To use a different image package, follow the download instructions given in the BIOSCAN-5M repository, then set the argument image_package to the desired package name, e.g.

# Manually download original_full from
# https://drive.google.com/drive/u/1/folders/1Jc57eKkeiYrnUBc9WlIp-ZS_L1bVlT-0
# and unzip the 5 zip files into ~/Datasets/bioscan/bioscan-5m/original_full/
# Then load the dataset as follows:
dataset = BIOSCAN5M(
    root="~/Datasets/bioscan/bioscan-5m/", image_package="original_full"
)

For BIOSCAN-1M, automatic dataset download is not supported and so the dataset must be manually downloaded. See the BIOSCAN-1M repository for download instructions.

Partition/split selection

The dataset class can be used to load different dataset splits. By default, the dataset class will load the training split (train).

For example, to load the validation split:

dataset = BIOSCAN5M(root="~/Datasets/bioscan/bioscan-5m/", split="val")

In the BIOSCAN-5M dataset, the dataset is partitioned so there are train, val, and test splits to use for closed-world tasks (seen species), and key_unseen, val_unseen, and test_unseen splits to use for open-world tasks (unseen species). These partitions only use samples labelled to species-level.

The pretrain split, which contains 90% of the data, is available for self- and semi-supervised training. Note that these samples may include species in the unseen partition, since we don’t know what species these specimens are.

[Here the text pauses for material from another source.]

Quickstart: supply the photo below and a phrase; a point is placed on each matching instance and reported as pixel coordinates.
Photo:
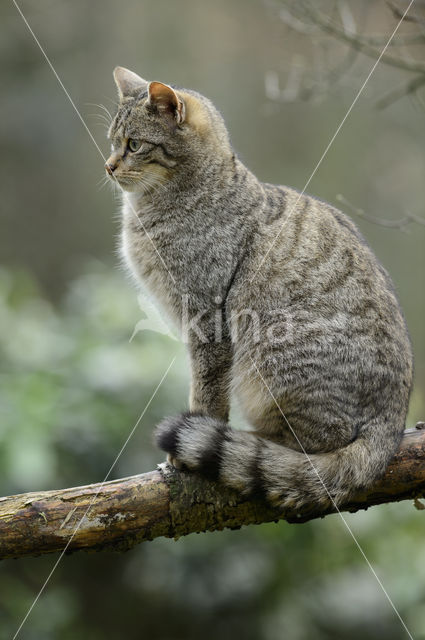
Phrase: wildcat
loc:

Additionally, there is an other_heldout split, which contains more unseen species with either too samples to use for testing, or a genus label which does not appear in the seen set. This partition can be used for training a novelty detector, without exposing the detector to the species in the unseen species set.

Species set

Split

Purpose

# Samples

# Barcodes

# Species

unknown

pretrain

self- and semi-sup. training

4,677,756

2,284,232

seen

train

supervision; retrieval keys

289,203

118,051

11,846

val

model dev; retrieval queries

14,757

6,588

3,378

test

final eval; retrieval queries

39,373

18,362

3,483

unseen

key_unseen

retrieval keys

36,465

12,166

914

val_unseen

model dev; retrieval queries

8,819

2,442

903

test_unseen

final eval; retrieval queries

7,887

3,401

880

heldout

other_heldout

novelty detector training

76,590

41,250

9,862

For more details about the BIOSCAN-5M partitioning, please see the BIOSCAN-5M paper.

Input modality selection

By default, the dataset class will load both the image and DNA barcode as inputs for each sample.

This can be changed by setting the argument input_modality to either "image":

dataset = BIOSCAN5M(root="~/Datasets/bioscan/bioscan-5m/", modality="image")

or "dna":

dataset = BIOSCAN5M(root="~/Datasets/bioscan/bioscan-5m/", modality="dna")

Target selection

The target label can be selected by setting the argument target to be either a taxonomic label or dna_bin. The DNA BIN is similar in granularity to subspecies, but was generated by clustering the DNA barcodes instead of morphology. The default target is "family" for BIOSCAN1M and "species" for BIOSCAN5M.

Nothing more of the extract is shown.